Making the most of your equity

September 21, 2007

Over recent years many homeowners in the UK have been delighted to see their equity levels go through the roof, as the value of properties in the UK has rocketed leaving homeowner – particularly those that bought their properties when prices were really low – sitting on a tidy little nest egg in terms of equity. The equity in your property is the market value of the property minus any outstanding mortgage balance or other loans secured upon it. The figure that is left is known as the equity, and this equity provides valuable financial leverage to property owners in the event that they need to raise money for something.

There are a number of lenders that are able to offer secured loans, which are loans that are secured against the equity in your home, and these loans can prove a very effective, affordable solution for potential borrowers. Of course, in order to qualify for a secured loan you will need to be a homeowner, and you will usually need to have some level of equity in your property. There are lenders that are able to offer over and above the amount of equity in your home by way of a loan, with some offering 125% of the equity value in your property. Others will lend up to the full amount of equity in your property, and there are also some that will only lend up to a percentage of the equity in your property.

Secured loans are available to use for any purpose, and therefore are well suited to any homeowner no matter what they need the money for. Many people take out secured loans in order to finance home improvements, as this not only improves the practicality and comfort of the home but also raises the value of the property, often enabling the homeowner to make back the money from the loan when they decide to sell up. There are many other popular uses for these secured loans, including funding a special event such as a wedding, paying for a luxury holiday, purchasing a new vehicle, consolidating other smaller debts in order to reduce outgoings, and funding an education.

Anyone that is considering taking out a secured loan against the equity in their home will first need to get the property valued. It will also be necessary to get outstanding balances on any mortgage or other loans secured on the property. This makes it possible for the equity to then be calculated so that you can find out just how much you will be able to borrow with various lenders. It is also important to take the time to compare a range of lenders and loans in order to find the most suitable one. There can be variations of all sorts with secured loans from one lender to another in terms of interest rates, borrowing levels, repayment periods, and penalties. By comparing a number of loans, which can be easily done via the use of the Internet, you can quickly determine which loan offers the best value and is best suited to your needs and circumstances.

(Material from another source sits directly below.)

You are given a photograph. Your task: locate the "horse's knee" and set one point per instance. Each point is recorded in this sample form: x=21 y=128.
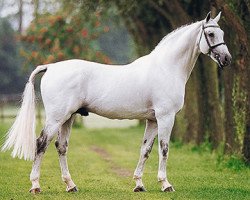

Adding to the popularity of secured loans over recent years is that fact that these loans are often available to those with bad credit – people that may find it very difficult or even impossible to get unsecured credit. Because of the secured nature of these loans lenders are more willing to take a risk on those with a tarnished credit history, and although the interest rates charged may be higher than on standard secured loans these loans do enable bad credit consumers to get finance when they need it, and to work towards improving their credit through making responsible repayments on the loan. This can result in being able to get better deals on finance in the future, and once your credit has improved sufficiently you could switch your secured loan to another provider or products in order to get a better rate and lower repayments.

However, before rushing into a secured loan it is also important to remember that, although house prices in the UK have been rising over recent years, the value of properties can also fall, as has been predicted for the coming months. This means that taking out a secured loan could leave you in negative equity in the event that house prices do fall – this is where you actually owe more on the mortgage than the value of the home. You also need to bear in mind that failure to keep up with repayments on a secured loan could result in the loss of your home, and therefore you should take both the pros and cons into consideration when you are thinking about taking out a loan secured against the equity in your property.